Nathan Alterman (1910-1970) is considered one of the most influential modern Hebrew poets. Born in Warsaw, Nathan Alterman settled in Tel Aviv in 1925. He achieved distinction on two levels: his popular satirical verse reflected the political aspiration of the pre-State Jewish population (many of his poems were banned by the British Mandate authorities), and as a sophisticated modern poet he became the leading "imagist" of his generation.

Alterman was a leader of Hebrew poetry's avant-garde. He viewed symmetrical repetition as a supreme source of order and beauty; each of his poems has a fixed number of stanzas and sentences and a rhyme scheme. He was also a playwright and essayist, and translated works by Shakespeare, Moliere, and Racine into Hebrew.

Alterman’s love poetry is an expression of romantic agony.
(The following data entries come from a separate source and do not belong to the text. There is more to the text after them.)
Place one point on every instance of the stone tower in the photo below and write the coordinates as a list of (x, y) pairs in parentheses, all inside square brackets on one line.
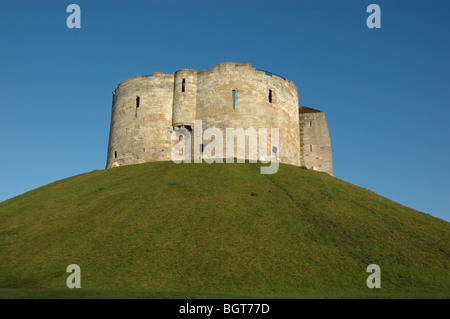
[(146, 109)]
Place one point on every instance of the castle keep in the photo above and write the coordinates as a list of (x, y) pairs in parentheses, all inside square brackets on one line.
[(146, 110)]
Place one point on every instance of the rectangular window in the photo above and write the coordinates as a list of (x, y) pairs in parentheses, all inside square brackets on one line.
[(234, 99)]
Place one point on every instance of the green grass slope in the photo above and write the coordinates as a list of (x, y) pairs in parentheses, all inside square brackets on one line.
[(161, 230)]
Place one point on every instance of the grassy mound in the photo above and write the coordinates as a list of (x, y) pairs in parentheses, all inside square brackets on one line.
[(162, 230)]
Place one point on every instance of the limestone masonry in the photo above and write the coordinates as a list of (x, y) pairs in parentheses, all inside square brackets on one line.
[(146, 110)]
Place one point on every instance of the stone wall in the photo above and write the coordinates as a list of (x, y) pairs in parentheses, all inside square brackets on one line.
[(146, 109), (315, 144)]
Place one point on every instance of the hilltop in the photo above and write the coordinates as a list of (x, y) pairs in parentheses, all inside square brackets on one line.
[(163, 230)]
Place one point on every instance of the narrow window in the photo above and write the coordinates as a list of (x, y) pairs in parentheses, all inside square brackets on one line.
[(234, 99)]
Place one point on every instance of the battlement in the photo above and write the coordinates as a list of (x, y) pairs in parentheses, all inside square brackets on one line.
[(146, 109)]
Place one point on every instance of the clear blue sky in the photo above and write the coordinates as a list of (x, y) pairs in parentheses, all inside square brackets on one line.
[(385, 91)]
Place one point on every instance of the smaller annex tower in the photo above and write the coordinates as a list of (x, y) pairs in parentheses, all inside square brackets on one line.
[(146, 110)]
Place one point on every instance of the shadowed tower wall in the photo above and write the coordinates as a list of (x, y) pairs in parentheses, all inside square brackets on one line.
[(146, 110)]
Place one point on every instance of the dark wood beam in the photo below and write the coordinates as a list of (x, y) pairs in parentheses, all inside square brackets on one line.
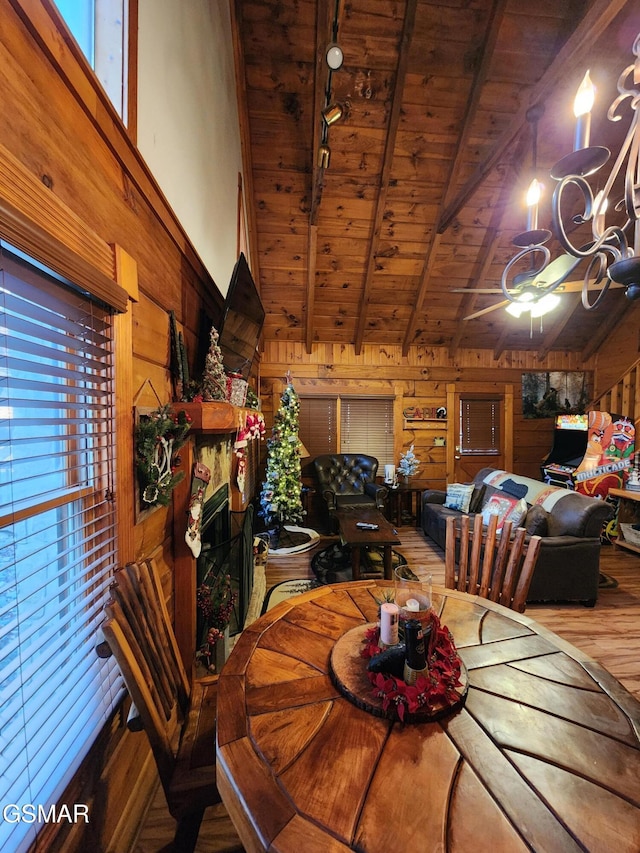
[(491, 32), (389, 147)]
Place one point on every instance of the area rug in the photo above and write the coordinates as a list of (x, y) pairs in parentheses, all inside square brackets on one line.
[(286, 589), (607, 582), (333, 564), (292, 540)]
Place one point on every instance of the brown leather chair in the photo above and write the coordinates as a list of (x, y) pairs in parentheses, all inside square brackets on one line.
[(349, 480)]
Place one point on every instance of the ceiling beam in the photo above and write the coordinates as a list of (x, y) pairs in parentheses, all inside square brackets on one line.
[(389, 148), (489, 42), (569, 59)]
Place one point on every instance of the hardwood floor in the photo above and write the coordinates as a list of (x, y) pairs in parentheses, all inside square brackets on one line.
[(608, 632)]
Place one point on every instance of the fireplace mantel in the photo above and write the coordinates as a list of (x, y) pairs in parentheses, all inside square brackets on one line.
[(218, 417)]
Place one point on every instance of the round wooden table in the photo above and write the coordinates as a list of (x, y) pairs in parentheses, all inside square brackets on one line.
[(544, 755)]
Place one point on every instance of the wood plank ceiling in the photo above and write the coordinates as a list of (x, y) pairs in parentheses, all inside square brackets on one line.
[(429, 164)]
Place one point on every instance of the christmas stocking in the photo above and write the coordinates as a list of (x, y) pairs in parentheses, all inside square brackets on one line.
[(201, 476)]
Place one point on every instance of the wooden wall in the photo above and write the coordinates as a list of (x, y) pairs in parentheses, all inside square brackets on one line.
[(420, 380), (61, 128)]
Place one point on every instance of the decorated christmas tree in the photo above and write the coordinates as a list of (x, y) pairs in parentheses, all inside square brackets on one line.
[(280, 497), (214, 379)]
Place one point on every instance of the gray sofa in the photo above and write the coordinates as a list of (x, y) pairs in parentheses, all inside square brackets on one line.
[(570, 525)]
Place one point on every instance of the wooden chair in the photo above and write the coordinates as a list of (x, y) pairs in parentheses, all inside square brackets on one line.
[(480, 562), (178, 718)]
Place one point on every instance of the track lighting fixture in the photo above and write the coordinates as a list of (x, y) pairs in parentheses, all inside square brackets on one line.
[(332, 113), (334, 56)]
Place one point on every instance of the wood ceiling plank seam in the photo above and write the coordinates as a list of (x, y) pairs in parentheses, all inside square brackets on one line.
[(605, 328), (491, 31), (311, 286), (387, 160), (567, 60)]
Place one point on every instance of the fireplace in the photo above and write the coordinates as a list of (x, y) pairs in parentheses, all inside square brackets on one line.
[(227, 547)]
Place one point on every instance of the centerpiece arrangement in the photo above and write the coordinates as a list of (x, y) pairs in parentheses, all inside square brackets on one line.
[(406, 666)]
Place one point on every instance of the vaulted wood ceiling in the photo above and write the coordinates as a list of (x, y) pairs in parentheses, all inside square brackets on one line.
[(429, 165)]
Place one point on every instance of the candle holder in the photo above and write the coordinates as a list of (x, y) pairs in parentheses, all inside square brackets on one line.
[(412, 596)]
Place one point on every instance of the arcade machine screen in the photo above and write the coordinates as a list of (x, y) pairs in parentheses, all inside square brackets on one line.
[(567, 451)]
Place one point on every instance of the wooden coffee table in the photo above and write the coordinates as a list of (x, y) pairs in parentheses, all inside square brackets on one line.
[(386, 536)]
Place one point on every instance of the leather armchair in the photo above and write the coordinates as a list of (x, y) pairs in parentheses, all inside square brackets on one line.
[(349, 480)]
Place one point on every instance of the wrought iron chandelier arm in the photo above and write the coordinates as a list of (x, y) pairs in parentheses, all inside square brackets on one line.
[(611, 239), (513, 294)]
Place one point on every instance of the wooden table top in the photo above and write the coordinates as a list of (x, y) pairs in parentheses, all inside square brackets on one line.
[(386, 534), (544, 755)]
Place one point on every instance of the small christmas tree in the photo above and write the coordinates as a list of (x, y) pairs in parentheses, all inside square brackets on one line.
[(280, 497), (214, 379)]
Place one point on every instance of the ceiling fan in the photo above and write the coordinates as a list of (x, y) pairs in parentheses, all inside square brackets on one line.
[(531, 288)]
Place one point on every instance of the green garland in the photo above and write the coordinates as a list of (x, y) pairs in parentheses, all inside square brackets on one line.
[(157, 437)]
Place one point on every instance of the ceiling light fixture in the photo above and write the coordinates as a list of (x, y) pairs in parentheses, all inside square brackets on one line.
[(334, 56), (332, 113), (608, 254)]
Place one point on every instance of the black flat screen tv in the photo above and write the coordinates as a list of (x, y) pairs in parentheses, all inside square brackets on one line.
[(242, 321)]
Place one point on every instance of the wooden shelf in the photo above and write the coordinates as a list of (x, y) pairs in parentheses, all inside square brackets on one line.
[(210, 418), (628, 513), (425, 423)]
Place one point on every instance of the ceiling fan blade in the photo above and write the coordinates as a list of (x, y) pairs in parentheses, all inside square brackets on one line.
[(484, 311), (478, 290)]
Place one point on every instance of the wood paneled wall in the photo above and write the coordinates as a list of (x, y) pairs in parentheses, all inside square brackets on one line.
[(420, 379), (58, 123)]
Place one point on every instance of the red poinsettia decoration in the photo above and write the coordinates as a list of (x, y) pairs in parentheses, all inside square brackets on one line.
[(432, 690)]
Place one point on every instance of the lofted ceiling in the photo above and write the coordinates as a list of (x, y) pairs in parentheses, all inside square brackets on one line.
[(394, 242)]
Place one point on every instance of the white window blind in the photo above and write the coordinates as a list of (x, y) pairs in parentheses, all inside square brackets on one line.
[(366, 426), (479, 426), (57, 535)]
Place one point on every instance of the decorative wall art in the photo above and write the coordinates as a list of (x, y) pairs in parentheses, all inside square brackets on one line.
[(545, 395)]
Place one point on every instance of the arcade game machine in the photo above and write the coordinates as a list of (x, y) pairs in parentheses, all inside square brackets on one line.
[(570, 438), (604, 445)]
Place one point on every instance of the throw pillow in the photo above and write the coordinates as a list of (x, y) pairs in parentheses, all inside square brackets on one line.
[(459, 496), (477, 499), (506, 508), (535, 522)]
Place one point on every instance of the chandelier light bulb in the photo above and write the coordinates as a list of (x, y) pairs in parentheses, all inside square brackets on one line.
[(334, 57), (533, 198), (582, 106)]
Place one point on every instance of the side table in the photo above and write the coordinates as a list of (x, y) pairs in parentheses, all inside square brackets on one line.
[(405, 496)]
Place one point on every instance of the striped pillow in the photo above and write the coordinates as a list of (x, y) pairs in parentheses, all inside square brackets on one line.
[(459, 496)]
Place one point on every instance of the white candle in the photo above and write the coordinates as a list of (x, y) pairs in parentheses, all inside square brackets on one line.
[(389, 623)]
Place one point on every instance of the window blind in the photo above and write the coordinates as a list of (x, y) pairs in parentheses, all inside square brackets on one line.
[(479, 426), (366, 426), (317, 424), (57, 535)]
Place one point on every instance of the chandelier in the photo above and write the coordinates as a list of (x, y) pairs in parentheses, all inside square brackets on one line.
[(612, 255)]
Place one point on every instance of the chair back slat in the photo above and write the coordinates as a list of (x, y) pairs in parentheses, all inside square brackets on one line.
[(142, 689), (127, 592), (481, 562), (485, 547)]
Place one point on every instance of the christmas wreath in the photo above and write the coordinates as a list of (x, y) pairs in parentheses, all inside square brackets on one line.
[(431, 691), (157, 437)]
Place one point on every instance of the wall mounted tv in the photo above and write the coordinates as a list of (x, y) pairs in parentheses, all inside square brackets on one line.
[(242, 320)]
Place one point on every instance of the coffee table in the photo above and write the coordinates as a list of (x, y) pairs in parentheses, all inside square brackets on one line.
[(386, 536)]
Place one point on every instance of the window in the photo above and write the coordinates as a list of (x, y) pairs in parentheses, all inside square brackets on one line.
[(348, 425), (479, 426), (100, 28), (57, 534)]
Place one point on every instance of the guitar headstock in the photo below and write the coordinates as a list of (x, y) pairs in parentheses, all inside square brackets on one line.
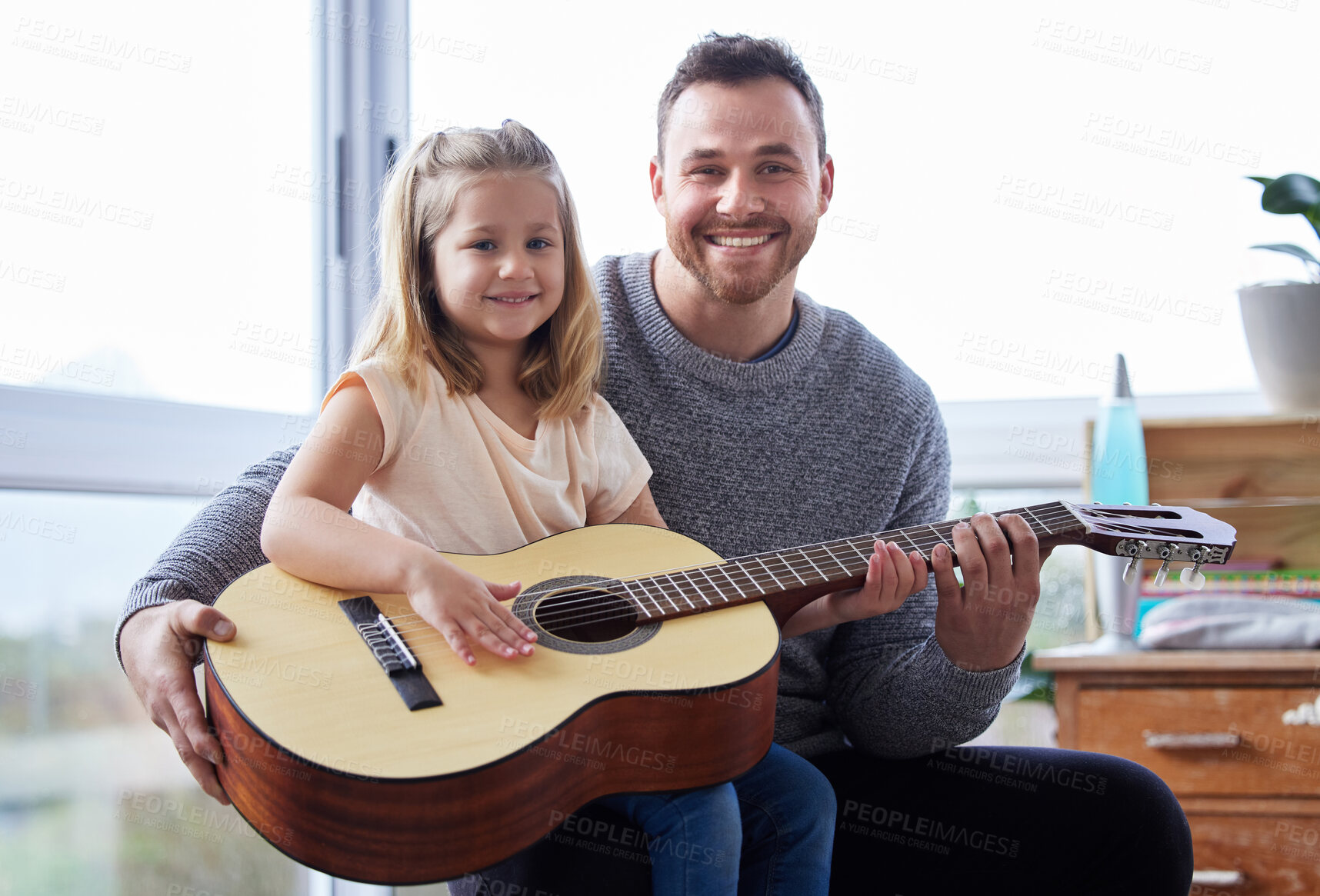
[(1155, 532)]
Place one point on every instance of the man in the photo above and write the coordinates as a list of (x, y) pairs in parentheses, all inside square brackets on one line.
[(772, 421)]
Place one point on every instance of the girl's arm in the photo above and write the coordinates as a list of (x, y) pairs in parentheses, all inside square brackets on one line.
[(309, 534), (643, 511)]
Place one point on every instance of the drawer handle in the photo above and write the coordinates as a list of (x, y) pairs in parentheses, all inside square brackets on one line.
[(1305, 714), (1209, 878), (1192, 741)]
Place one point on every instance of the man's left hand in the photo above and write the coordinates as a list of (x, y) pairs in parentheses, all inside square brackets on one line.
[(982, 623)]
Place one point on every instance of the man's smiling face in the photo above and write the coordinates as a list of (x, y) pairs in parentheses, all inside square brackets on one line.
[(741, 188)]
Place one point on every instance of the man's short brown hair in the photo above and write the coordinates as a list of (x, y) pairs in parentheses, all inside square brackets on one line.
[(732, 60)]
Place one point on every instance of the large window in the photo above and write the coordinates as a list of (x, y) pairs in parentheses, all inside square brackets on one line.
[(156, 202), (1022, 190)]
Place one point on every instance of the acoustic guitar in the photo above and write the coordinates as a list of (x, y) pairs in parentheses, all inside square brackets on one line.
[(359, 744)]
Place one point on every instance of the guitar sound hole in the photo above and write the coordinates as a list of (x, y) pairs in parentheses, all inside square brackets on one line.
[(586, 615)]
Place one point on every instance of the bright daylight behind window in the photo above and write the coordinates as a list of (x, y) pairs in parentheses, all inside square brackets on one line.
[(156, 221)]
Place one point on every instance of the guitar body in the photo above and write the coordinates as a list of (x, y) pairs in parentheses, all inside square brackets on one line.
[(325, 759)]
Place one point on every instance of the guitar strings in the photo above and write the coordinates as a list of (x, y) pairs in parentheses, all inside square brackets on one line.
[(567, 614), (564, 611), (738, 562)]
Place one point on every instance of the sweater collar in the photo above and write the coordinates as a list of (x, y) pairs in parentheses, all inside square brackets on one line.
[(783, 368)]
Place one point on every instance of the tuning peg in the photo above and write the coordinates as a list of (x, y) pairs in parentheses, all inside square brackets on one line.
[(1161, 575), (1192, 577), (1130, 573)]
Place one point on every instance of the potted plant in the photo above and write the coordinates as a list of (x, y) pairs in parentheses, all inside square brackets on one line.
[(1282, 320)]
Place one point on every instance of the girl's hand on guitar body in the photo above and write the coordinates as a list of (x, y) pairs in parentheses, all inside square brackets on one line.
[(160, 645), (892, 577), (465, 608)]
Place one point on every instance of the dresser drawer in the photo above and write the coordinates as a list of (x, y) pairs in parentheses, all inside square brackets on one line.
[(1268, 854), (1207, 741)]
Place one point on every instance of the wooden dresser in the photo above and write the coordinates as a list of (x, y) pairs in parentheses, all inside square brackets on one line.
[(1211, 724)]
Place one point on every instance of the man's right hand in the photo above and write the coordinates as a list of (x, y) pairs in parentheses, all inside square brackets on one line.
[(158, 645)]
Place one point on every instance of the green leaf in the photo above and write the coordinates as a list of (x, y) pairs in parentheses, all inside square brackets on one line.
[(1292, 195), (1288, 248)]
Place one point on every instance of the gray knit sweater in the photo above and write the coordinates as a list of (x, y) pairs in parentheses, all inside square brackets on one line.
[(831, 437)]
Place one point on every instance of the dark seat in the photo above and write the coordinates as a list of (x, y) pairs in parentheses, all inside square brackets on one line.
[(595, 853)]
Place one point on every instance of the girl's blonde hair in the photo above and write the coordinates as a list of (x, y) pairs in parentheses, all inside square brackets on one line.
[(407, 326)]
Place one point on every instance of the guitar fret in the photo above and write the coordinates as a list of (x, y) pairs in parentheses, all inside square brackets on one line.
[(647, 584), (729, 575), (755, 588), (911, 541), (772, 577), (669, 597), (794, 571), (702, 591), (1036, 520), (627, 588), (846, 571), (720, 590), (684, 593), (938, 538), (818, 571)]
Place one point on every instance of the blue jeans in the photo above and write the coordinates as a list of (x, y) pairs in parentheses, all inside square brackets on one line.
[(768, 833)]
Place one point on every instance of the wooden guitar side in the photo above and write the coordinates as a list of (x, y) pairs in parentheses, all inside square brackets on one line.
[(324, 761)]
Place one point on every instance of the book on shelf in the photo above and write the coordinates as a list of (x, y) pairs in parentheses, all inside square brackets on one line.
[(1242, 580)]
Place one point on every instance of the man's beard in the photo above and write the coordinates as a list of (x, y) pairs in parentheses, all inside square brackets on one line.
[(742, 289)]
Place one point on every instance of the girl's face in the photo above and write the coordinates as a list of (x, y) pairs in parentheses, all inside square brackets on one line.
[(499, 263)]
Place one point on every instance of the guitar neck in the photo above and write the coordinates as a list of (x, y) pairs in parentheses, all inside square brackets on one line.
[(788, 580)]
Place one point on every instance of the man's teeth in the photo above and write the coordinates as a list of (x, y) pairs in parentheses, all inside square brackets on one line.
[(739, 241)]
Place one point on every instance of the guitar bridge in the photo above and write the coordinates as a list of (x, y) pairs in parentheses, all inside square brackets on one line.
[(391, 652)]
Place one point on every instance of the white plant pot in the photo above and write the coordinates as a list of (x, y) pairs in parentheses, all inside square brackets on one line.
[(1282, 324)]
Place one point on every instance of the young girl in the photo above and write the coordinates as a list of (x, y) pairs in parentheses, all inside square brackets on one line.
[(469, 422)]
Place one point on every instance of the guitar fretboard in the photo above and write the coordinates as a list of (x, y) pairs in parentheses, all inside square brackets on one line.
[(841, 564)]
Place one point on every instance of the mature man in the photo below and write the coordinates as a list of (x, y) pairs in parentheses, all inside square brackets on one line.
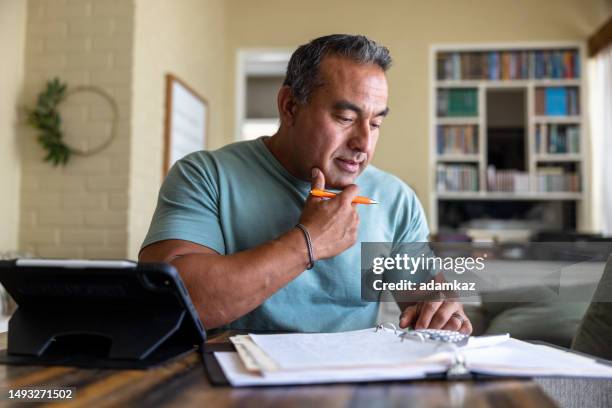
[(227, 219)]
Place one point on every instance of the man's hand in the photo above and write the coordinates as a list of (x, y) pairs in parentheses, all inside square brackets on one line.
[(447, 315), (331, 223)]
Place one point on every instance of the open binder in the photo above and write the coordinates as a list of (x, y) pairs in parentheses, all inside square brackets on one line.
[(483, 359)]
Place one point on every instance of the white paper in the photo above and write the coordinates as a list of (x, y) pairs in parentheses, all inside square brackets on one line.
[(360, 348), (516, 357), (238, 376)]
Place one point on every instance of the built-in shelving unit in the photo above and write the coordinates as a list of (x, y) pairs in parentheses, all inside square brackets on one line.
[(507, 126)]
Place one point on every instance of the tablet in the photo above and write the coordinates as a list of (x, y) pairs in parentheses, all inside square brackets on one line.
[(86, 313)]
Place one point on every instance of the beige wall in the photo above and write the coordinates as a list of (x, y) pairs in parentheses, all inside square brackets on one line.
[(407, 28), (185, 38), (79, 210), (12, 47)]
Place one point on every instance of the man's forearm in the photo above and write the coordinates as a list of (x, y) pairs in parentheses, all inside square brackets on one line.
[(225, 287)]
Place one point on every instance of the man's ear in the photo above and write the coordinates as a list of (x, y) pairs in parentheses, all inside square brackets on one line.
[(287, 105)]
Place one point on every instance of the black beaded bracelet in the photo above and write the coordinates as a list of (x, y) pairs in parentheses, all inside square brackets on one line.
[(308, 244)]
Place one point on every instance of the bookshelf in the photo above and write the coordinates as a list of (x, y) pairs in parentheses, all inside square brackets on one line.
[(508, 130)]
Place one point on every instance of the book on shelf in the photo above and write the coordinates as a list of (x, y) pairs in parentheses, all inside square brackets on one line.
[(456, 177), (508, 65), (546, 179), (457, 139), (507, 180), (557, 101), (556, 179), (457, 102), (557, 139)]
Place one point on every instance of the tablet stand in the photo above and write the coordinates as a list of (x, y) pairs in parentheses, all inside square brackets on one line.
[(95, 338)]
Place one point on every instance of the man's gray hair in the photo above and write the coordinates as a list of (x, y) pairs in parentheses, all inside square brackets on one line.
[(303, 69)]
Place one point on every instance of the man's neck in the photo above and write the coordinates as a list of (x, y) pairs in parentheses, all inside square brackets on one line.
[(277, 145)]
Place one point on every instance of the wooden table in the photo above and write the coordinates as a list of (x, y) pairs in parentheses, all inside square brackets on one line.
[(183, 383)]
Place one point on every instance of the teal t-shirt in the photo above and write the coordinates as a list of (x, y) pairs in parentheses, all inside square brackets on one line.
[(240, 196)]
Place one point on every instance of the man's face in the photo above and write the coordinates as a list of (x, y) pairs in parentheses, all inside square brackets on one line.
[(337, 129)]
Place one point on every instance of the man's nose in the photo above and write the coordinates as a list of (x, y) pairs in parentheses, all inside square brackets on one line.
[(361, 137)]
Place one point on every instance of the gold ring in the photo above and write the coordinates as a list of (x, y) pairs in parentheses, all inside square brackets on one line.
[(459, 317)]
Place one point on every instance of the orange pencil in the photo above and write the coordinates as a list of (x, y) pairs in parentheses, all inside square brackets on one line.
[(328, 194)]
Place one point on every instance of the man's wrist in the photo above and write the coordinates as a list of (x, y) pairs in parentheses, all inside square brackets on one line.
[(311, 257)]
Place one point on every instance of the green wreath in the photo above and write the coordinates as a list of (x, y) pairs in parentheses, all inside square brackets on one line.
[(46, 118)]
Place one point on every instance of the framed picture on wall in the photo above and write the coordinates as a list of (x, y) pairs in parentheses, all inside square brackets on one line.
[(186, 121)]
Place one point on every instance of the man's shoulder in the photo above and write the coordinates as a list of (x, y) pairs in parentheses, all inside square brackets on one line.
[(380, 180)]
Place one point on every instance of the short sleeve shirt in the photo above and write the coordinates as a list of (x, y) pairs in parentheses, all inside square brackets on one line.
[(240, 196)]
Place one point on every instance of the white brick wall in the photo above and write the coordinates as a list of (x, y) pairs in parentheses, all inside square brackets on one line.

The following poem, Niggun Atik (Ancient Melody) echoes the cry in Song of Songs (8:6), “Love is as fierce as death, envy as mighty as Sheol”.

Niggun Atik (An Ancient Melody)

If your tears flow at night like a river,
My joy I shall kindle like straw,
My bed, if you shiver, will warm you,
I shall cover you, sleep on the floor.

If you yearn to join into the dancing
I will play till my bowstrings all break,
If a gift for your birthday you fancy,
My life it is yours, love, to take.

If bread or if wine you are wanting
Head bowed, I will stay on my feet
'Til I’ve sold both my eyes in the market
So my darling can drink and can eat.

But if ever when I am not with you,
you laugh and carouse without thought,
I’ll burn down the rafters above you
With the anger my jealousy’s wrought.